I am late to the party on this one, as it has been much publicized and talked about, even in homilies at your local parish. So I won’t go ahead an rehash all the news about (now ex-cardinal) Archbishop McCarrick.
I recently answered a survey about my feelings and reactions about this new scandal, as compared to the 2002 scandal, and I wanted to expound on it, because it challenged me to really search how I feel about this.
In 2002, I lapsed as a Catholic. I had a crisis that I expected to address spiritually with a priest. But this priest actually made me feel unimportant, as he made me wait till after Mass to talk to him, and then blatantly said that he couldn’t see me because he had to go to Starbucks. Interestingly, at this time I had no TV or internet access, so I wasn’t up to date in the world happenings. I had no idea of the magnitude of the scandal, and thought it was a couple of isolated cases, and not a systemic issue that needed to be addressed.

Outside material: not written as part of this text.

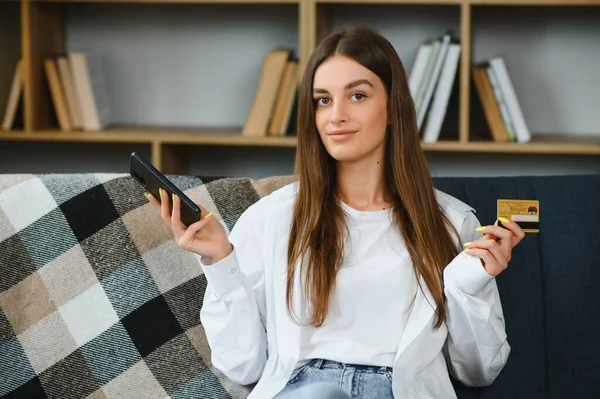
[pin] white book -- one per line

Fast forward to today, and I am a full revert, looking forward to the Sacrament of marriage in the Catholic Church. I am deeply bothered that this behavior went on for as long as it did. And especially bothered that it is possible that it is still going on today, with other priests in charge who have not come out. Debauchery infiltrates every institution, and it hurts the institution as well as the people in it. It hurts the most when this institution is beloved by many, as the Church is.
It is not easy to come to terms with this, especially when you are preached on how sex before marriage is wrong, why homosexual acts are wrong, etc. What kind of hypocrites are leading our Church? But before I get too deep in that line of thought, I want to say that priests, just like everyone else out there, are human beings with struggles and fighting against their own sinfulness. However, the Church holds the Truth, and this truth should be recognized as is by the followers of the Church. We all have struggles, but when the truth is involved, you understand the real reason something is morally wrong, and, at least for me, a little bit easier to stay on the right path.

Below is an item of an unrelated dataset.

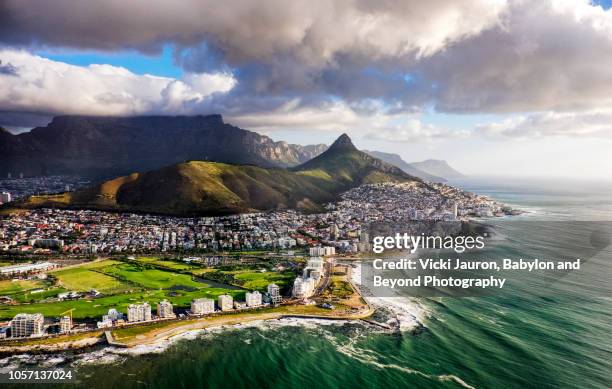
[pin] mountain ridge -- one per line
(396, 160)
(104, 146)
(212, 188)
(438, 167)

In the end, priests aren’t Christ, just like you and I aren’t Christ. But we are called to follow in His footsteps, and abide by His teachings, contained in the Bible and in the 2000ish years of Tradition of the Church. I predict this won’t be the last of it, and we will hear about more clerical abuse, but I also predict that layity is more likely to take back the Church and fight for the Truth it holds.
Edited to add: (on August 21st, 2018)
When I wrote this little piece I was simply outraged but didn’t think that this would become the scandal of the centuries.
My prayers are especially with the victims of this abuse, who were first victimized by predators cowardly hiding behind a roman collar, and further victimized by the cover up. But my prayers also go to the good priests, for strength and steadfastness and for the bad priests, that they repent, convert, and turn themselves in.